Funding for Tech, Training, Counseling and AP Expansion

Kent ISD Enhancement Millage on May 2 Ballot

Lisa VanKampen is one of three counselors working in Kelloggsville Elementary Schools whose positions are funded by a federal grant. Funds from the millage could replace grant funding, which will soon expire

On May 2, voters in the Kent ISD region will be asked to approve a 0.9 mill tax for local school districts, generating $211 per student to maintain programs, improve services and meet other needs. School News Network is offering information on what the millage means for each of the 20 districts in the Kent ISD. Today we focus on Kelloggsville Public Schools. SNN spoke with Superintendent Sam Wright.

How much revenue would your district gain from the millage in the first year?

Sam Wright

What would you spend that increased revenue on, and how would this help your students?
“We would spend it in the instructional area,” Wright said. Funding could be used for technology equipment and support, career and technical training, counseling, and to expand Advanced Placement course offerings and potentially a middle college program at Kelloggsville High School.

The high school will begin offering four Advanced Placement classes in the fall: chemistry, biology economics and calculus. Currently Kelloggsville students take AP classes online. The school offers a dual-enrollment Grand Rapids Community College English class, and hopes to begin a full middle-college program.
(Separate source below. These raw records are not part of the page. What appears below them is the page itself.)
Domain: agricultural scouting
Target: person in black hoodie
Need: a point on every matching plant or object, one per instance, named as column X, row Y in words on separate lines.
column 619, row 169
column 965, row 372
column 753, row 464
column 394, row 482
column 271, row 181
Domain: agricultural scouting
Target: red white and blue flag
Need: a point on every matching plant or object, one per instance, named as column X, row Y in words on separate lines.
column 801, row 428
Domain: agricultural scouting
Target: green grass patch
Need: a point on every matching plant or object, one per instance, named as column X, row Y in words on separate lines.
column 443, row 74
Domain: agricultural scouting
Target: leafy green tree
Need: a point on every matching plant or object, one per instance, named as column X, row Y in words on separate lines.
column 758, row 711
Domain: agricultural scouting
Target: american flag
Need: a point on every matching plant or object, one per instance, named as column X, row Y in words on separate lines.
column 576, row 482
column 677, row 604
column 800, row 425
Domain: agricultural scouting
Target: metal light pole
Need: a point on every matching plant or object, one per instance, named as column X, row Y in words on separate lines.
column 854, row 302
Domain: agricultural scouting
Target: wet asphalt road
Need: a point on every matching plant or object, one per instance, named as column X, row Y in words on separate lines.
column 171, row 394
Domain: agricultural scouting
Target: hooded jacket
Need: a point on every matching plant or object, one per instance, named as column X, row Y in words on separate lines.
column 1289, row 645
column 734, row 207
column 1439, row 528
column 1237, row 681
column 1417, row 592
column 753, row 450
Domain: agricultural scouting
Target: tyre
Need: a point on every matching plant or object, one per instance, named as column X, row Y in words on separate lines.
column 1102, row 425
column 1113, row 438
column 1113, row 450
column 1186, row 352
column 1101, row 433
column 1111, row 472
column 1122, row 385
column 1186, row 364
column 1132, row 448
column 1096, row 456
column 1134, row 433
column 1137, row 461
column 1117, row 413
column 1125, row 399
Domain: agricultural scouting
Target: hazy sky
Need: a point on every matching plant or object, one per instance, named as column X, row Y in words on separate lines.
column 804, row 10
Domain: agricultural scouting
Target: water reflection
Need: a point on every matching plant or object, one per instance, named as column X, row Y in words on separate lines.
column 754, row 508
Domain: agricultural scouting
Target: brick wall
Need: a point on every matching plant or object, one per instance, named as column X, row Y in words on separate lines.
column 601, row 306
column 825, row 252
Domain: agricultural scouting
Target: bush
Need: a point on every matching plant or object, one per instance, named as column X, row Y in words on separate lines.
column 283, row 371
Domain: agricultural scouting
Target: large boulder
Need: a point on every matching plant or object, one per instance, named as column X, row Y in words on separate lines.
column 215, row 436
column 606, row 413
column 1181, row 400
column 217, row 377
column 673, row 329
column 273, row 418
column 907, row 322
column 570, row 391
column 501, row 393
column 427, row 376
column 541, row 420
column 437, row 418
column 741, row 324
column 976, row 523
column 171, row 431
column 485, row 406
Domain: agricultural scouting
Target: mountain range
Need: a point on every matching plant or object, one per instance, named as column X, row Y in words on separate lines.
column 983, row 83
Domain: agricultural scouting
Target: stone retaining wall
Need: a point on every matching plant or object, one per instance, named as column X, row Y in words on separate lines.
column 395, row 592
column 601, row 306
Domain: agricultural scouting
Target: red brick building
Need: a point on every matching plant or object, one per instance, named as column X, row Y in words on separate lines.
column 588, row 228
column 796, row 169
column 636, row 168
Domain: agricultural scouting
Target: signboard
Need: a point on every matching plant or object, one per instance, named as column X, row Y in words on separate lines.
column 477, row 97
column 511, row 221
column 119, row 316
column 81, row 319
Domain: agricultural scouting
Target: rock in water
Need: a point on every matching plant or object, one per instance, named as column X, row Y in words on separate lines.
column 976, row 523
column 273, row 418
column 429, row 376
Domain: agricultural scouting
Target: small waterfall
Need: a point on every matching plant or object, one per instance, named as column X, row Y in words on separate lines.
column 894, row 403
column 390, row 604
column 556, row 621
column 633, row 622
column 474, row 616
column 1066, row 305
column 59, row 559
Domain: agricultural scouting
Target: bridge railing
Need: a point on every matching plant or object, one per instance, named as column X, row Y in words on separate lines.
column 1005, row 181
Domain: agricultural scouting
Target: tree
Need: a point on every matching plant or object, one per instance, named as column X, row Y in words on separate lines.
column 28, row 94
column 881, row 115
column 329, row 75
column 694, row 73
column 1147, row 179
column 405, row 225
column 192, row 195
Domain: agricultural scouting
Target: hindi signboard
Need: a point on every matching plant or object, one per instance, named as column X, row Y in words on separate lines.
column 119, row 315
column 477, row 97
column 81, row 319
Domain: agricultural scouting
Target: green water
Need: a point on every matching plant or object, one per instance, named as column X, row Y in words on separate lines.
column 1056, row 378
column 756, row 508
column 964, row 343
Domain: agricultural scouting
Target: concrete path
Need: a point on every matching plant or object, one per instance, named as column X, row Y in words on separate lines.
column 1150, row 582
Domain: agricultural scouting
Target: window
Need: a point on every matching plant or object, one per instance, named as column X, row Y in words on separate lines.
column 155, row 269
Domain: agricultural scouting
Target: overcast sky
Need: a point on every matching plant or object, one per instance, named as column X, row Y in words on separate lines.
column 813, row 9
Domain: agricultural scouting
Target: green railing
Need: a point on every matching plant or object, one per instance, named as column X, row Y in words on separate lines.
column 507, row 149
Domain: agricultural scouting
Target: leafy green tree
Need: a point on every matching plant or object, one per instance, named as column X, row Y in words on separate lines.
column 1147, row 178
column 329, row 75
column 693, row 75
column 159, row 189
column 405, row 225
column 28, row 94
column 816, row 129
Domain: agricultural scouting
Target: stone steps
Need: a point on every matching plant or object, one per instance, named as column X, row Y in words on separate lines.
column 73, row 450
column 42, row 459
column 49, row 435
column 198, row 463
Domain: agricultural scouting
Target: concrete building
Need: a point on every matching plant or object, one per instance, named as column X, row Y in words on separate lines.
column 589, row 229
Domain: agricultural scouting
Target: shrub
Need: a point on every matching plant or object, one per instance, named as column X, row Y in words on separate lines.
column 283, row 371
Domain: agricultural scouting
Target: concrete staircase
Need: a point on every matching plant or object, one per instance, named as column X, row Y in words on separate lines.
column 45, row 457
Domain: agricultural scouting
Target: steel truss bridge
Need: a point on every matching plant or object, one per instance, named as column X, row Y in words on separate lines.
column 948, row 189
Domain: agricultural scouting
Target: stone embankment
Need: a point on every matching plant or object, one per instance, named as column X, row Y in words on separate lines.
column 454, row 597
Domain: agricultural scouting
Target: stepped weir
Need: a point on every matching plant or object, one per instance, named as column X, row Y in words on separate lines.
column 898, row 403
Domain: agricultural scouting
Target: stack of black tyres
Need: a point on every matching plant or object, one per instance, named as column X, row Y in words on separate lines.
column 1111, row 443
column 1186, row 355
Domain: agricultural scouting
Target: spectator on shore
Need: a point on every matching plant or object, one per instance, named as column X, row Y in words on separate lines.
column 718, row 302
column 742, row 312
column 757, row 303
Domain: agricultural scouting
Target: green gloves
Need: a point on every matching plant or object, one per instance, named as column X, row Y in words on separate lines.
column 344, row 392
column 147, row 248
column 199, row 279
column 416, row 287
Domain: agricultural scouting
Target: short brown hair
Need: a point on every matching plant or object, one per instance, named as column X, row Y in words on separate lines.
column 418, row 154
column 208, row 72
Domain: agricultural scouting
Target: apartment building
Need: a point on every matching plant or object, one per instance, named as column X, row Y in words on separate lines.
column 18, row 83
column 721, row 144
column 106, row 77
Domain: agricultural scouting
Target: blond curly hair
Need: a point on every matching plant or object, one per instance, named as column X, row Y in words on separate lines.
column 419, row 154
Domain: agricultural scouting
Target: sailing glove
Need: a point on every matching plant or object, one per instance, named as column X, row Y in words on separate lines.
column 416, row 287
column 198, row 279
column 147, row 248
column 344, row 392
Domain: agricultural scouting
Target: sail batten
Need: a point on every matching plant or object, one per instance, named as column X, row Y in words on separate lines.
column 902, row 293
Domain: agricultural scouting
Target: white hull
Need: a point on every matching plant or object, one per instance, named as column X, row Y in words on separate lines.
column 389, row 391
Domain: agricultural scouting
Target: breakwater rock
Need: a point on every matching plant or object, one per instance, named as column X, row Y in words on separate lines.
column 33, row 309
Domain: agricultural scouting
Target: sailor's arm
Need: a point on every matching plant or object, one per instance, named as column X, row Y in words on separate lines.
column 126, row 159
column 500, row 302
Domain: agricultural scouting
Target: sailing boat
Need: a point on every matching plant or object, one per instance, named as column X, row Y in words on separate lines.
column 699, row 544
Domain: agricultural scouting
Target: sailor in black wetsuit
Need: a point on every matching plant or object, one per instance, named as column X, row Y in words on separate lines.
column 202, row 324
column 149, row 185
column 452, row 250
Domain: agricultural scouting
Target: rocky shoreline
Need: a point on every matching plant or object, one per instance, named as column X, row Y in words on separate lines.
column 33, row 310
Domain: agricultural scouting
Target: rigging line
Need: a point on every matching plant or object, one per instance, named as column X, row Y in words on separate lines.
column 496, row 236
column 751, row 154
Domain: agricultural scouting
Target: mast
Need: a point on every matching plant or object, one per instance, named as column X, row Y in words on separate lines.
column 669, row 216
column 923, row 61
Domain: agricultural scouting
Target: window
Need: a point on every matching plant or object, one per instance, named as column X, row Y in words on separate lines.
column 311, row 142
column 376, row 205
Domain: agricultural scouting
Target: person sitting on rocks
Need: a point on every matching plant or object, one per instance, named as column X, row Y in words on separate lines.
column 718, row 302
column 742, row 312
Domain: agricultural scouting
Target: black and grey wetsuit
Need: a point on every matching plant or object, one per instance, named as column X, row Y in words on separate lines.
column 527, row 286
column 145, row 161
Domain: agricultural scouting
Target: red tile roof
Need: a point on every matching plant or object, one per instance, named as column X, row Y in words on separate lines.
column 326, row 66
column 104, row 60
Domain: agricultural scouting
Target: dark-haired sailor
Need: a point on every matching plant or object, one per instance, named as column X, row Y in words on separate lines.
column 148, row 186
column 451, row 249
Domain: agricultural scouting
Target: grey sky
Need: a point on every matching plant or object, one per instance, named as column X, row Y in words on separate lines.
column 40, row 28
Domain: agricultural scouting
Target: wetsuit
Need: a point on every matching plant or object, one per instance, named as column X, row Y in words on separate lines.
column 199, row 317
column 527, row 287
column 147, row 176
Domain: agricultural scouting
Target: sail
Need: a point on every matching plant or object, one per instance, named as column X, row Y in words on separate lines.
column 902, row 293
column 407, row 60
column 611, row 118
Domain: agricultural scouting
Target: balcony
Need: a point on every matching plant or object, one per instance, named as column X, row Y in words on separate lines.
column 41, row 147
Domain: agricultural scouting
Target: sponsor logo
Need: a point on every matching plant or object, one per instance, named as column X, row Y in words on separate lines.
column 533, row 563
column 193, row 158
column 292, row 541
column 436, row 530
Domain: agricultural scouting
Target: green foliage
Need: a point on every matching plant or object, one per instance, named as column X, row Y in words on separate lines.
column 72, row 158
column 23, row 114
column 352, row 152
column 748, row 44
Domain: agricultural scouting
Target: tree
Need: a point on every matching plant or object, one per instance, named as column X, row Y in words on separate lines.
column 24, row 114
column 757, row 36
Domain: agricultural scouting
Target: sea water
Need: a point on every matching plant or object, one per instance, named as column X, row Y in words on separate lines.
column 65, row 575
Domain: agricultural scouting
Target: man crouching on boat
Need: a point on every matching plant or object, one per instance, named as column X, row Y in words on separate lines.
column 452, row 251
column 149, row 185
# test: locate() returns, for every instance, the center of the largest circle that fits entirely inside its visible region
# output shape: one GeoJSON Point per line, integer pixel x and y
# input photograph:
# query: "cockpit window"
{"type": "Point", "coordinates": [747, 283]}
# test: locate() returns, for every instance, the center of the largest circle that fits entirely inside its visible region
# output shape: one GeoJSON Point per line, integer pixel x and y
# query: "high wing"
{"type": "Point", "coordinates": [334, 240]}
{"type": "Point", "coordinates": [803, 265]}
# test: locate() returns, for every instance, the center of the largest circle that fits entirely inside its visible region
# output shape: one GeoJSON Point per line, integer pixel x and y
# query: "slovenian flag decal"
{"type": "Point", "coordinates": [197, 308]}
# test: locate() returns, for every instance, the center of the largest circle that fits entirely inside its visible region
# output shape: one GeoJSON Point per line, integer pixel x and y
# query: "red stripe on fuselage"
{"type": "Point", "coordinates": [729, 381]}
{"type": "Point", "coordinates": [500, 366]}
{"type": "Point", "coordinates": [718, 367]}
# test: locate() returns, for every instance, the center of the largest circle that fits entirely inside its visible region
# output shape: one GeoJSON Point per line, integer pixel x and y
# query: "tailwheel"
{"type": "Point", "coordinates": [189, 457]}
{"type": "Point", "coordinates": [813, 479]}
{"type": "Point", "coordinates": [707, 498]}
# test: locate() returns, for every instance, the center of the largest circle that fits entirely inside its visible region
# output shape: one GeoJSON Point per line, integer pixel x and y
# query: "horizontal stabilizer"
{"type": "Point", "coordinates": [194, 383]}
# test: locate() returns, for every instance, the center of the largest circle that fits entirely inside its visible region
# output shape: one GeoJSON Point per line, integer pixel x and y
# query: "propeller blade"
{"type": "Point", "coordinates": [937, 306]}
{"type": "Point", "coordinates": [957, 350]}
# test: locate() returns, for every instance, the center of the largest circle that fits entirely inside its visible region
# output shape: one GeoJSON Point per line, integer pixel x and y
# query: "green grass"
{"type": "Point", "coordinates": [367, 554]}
Wright said he also hopes to continue to fund reading specialist positions at the elementary schools.

If the millage were to fail, what changes or cuts would you have to make next school year?
“We will have to take a look at the status of our counselors and abandon the middle college idea,” he said. While the district would still move forward with plans to offer AP courses, funding would come from general operating dollars meaning cuts would be made to something else.

Kelloggsville Public School is projecting a balanced budget for next school year, and has an 11 percent fund balance. The recommended fund balance for Michigan schools is 15 to 20 percent, according to the Michigan School Business Officials.

What objections have you heard, if any, from your community, and what is your response?
“I haven’t heard any in this district,” said Wright, who is hosting public meetings this week. He said he has heard positive comments and the district is sharing information now so it’s fresh in people’s minds on Election Day.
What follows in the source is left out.